In the identity section you can specify an Azure user-assigned managed identity which should be attached to all cluster worker machines. With identity.name you can specify the name of the identity and with identity.resourceGroup you can specify the resource group which contains the identity resource on Azure. The identity need to be created by the user upfront (manually, other tooling, ...). Gardener/Azure Extension will only use the referenced one and won't create an identity. Furthermore the identity have to be in the same subscription as the Shoot cluster. Via the identity.acrAccess you can configure the worker machines to use the passed identity for pulling from an Azure Container Registry (ACR). Caution: Adding, exchanging or removing the identity will require a rolling update of all worker machines in the Shoot cluster.
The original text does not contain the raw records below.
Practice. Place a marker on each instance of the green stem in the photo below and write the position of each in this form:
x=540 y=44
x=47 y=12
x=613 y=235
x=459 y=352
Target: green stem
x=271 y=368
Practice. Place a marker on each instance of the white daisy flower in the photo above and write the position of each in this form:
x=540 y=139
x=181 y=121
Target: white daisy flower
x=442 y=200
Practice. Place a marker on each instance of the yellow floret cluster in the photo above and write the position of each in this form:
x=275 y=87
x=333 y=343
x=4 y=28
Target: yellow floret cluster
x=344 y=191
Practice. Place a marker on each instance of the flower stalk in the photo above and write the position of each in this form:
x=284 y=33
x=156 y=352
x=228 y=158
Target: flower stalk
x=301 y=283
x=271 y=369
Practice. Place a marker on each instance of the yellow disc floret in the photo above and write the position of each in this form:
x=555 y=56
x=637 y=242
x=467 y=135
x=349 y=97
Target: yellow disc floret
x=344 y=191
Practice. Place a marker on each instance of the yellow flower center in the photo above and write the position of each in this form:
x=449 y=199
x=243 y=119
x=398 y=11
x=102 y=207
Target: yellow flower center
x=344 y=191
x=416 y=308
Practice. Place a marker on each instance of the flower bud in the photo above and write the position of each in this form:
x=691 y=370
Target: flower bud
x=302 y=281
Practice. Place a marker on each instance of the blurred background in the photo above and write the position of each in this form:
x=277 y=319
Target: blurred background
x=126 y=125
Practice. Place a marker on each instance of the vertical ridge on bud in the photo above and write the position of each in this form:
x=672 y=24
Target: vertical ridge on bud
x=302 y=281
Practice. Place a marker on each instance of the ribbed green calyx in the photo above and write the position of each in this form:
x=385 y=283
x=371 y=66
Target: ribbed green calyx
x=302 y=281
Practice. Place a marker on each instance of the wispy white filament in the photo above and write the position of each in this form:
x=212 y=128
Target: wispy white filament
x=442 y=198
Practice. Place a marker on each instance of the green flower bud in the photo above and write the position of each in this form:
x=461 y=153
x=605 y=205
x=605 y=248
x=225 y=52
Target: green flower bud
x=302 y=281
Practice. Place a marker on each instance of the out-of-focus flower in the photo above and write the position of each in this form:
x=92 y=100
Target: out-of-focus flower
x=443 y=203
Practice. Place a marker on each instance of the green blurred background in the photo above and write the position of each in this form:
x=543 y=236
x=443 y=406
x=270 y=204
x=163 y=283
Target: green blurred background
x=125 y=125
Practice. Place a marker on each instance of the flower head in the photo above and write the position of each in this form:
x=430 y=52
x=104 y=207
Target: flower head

Apart from the VNet and the worker subnet the Azure extension will also create a dedicated resource group, route tables, security groups and a VMSS-Flex group depending on the configuration.

InfrastructureConfig with dedicated subnets per zone

Another deployment option for zonal clusters only, is to create and configure a separate subnet per availability zone. This network layout is recommended to users that require fine-grained control over their network setup. One prevalent usecase is to create a zone-redundant NAT Gateway deployment by taking advantage of the ability to deploy separate NAT Gateways for each subnet.

To use this configuration the following requirements must be met:

the zoned field must be set to true.
the networks.vnet section must not be empty and must contain a valid configuration. For existing clusters that were not using the networks.vnet section, it is enough if networks.vnet.cidr field is set to the current networks.worker value.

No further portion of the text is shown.